​​

Controlling selectivity and stability of zeolite catalysts for methanol to hydrocarbons and ethylene oligomerization


    Problem Statement

    Olefins are commodity chemicals with applications in the production of plastics (petrochemical industry), lubricants, plasticizers, and surfactants, among many others. However, there is an imbalance between their production and demand, which oligomerization-cracking reactions over zeolites could solve. At the same time, zeolites are excellent catalysts for methanol to hydrocarbons (MTH), olefins (MTO), or aromatics (MTA). The processes aim to produce light hydrocarbons like propylene or convert ethylene into higher-value a-olefins, aromatic hydrocarbons (BTX), and jet fuel.

    Our focus in this project is to modify, synthesize, and develop novel materials of different porosity (engineered at the multiscale): from hierarchical zeolites, nano zeolites, and hollow zeolites to catalytic particles, bodies, spray-dried, and extrudates with tuned properties. Additionally, we incorporate different metals (i.e., Ni, Cr, Zn) to adjust the selectivity of desired products.

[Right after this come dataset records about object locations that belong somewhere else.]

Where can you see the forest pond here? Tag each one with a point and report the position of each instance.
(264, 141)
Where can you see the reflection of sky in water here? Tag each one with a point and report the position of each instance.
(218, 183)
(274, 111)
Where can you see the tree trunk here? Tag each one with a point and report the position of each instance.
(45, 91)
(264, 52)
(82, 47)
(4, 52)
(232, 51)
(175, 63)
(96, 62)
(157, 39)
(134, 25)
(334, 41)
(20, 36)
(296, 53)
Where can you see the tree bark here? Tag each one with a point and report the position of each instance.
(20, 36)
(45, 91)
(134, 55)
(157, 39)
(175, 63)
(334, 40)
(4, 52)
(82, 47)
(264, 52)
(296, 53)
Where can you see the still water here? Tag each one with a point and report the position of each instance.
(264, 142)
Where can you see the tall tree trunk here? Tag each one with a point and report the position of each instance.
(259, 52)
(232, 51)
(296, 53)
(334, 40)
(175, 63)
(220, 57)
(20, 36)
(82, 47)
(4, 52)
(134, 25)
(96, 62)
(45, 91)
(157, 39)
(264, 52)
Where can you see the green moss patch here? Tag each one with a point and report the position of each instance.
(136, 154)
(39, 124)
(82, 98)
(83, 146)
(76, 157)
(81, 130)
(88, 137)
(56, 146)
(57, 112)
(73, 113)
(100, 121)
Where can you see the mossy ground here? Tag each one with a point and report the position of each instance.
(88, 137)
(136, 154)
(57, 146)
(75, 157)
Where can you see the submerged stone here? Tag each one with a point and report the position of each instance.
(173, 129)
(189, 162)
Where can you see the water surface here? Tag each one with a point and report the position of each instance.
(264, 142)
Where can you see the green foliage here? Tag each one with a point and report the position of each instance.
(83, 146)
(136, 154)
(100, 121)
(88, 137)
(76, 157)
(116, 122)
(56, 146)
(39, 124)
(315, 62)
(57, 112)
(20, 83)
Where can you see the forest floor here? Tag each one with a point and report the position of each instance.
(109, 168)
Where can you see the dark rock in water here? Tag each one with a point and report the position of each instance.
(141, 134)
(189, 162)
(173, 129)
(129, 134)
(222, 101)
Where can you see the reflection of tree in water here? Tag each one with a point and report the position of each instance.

    We use various reactors, such as operando or high-throughput packed-bed and batch reactors.

    OLG-O2H

    Goals

    • Control structure–selectivity: Tune zeolite porosity and acidity to maximize propylene and α-olefin yields.
    • Metal modulation: Use Ni, Cr, Zn to bias reaction pathways and improve selectivity to target hydrocarbons.
    • Deactivation control: Reduce coke formation and extend catalyst lifetime with regeneration strategies.
    • Reactor optimization: Shape catalysts into bodies/extrudates and validate 100 h continuous stable operation.

    Related People

    Related Publications

    Spectro-kinetics of the methanol to hydrocarbons reaction combining online product analysis with UV–vis and FTIR spectroscopies throughout the space time evolution

    by Valecillos, Vicente, Gayubo, Aguayo, Castaño
    J. Catal. Year: 2022 DOI: https://doi.org/10.1016/j.jcat.2022.02.021

    Abstract

    The well-studied methanol to hydrocarbons reaction over a ZSM-5 zeolite catalyst has been used to develop a spectro-kinetic approach to obtain an overall reaction mechanism involving both retained species and gas-phase products. We combined two in situ spectroscopic techniques (ultraviolet–visible and Fourier-transform infrared spectroscopies) with online product analysis to obtain the time- and space time-resolved evolution of the entire reaction media. A ZSM-5 zeolite catalyst was tested in two commercial spectroscopic cells at 400 °C using different space times (different inlet flow rates). Specifically, our work focusses on the effect of the space time (key parameter in any kinetic study) and how to tune other parameters such as partial pressure of methanol to resolve, from the spectroscopic and gas-phase points of view, the mechanisms of reaction and deactivation. Our approach reinforces the previous interpretation of these two combined networks in the selected reaction, thus, proving that the spectro-kinetic approach is a robust methodology to simultaneously build overall reaction and deactivation mechanisms.